Howie Liu, Airtable’s CEO and co-founder, told Crunchbase News that his startup aims to take “all of the complexities of interacting with a relational database and exposing those to an end-user in the most intuitive possible form.” Essentially, Liu is saying that if you can grok Excel, you should be able to grok Airtable.
However, manipulating that data into a product or useful piece of software mostly remains in the domain of developers. That doesn’t mean some companies haven’t tried making building apps on top of databases easier. Quickbase, which automates workflows for hundreds of SMBs across the nation, also boasts about its ability to make software creation accessible to end users. But according to Liu, Quickbase and other drag-and-drop software creation tools are more “low-code app platforms that are frankly never going to see bottoms-up adoption.”
“If you showed Quickbase to twenty randomly selected people from a company or a cross-section of America, I think zero out of twenty, more times than not, would be able to go or want to go build the application they need on top of Quickbase,” Liu explained, crediting Airtable’s more considered approach to product development as a big part of its differentiation from more established players.

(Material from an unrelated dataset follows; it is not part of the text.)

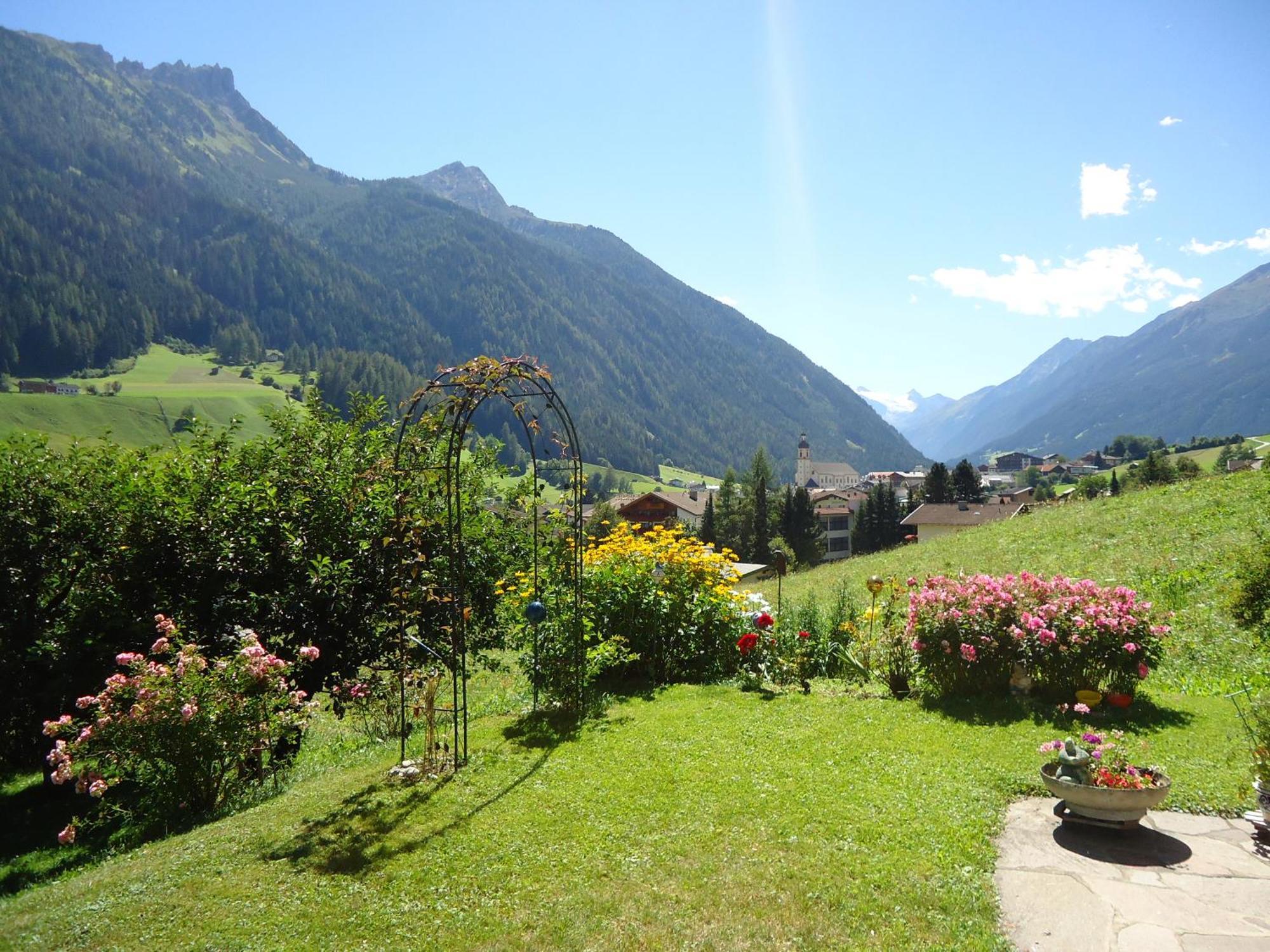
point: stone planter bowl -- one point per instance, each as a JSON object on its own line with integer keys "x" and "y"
{"x": 1107, "y": 803}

Furthermore, Liu doesn’t believe that an injection of cash dwarfing all of its prior total funding rounds will impact the company’s ability to execute on new, user-friendly features.
“We were deliberate about thinking through who are the right people to involve at this stage to help us scale to the next five levels of the company,” Liu explained. That said, investors do like cash as much as they like great products. And on revenue metrics, Liu said that the company is “fortunate enough to be in a position where, reduced to those numbers, we look very good as a business.”
Assuming that Airtable chose the right investors, a solid financial footing paired with an influx of cash should give the startup room to explore its software creation ambitions. It plans to do so by investing more resources into “Blocks,” which are essentially mini-apps within Airtable, and opening up the platform to “third-party developers and customers.”
It’s an ambition that’s fraught with potential problems. One only need look at the list of poorly maintained Google Doc Add-ons and Twitter’s lackluster handling of developers over the years to understand the potential perils, and responsibility, of calling yourself a platform. But the use of the buzzword isn’t lost on Liu.
“Not all platforms are created equal. It’s kind of in-vogue to call yourself or something a platform because it sounds more ambitious, more empowering, and more important to do than build a product,” said Liu.
Even without third-party developers, Airtable plans to commit internal resources to its Blocks platform, likely an encouraging sign for developers.
“We’re going to have a full-time team… to go and just build useful blocks on top of our own platform,” said Liu.
To this writer, in many ways, Airtable is attempting to create a new economy of app development built off of its accessible database. It’s a tall order that will require millions, and this is the bull market to raise it in.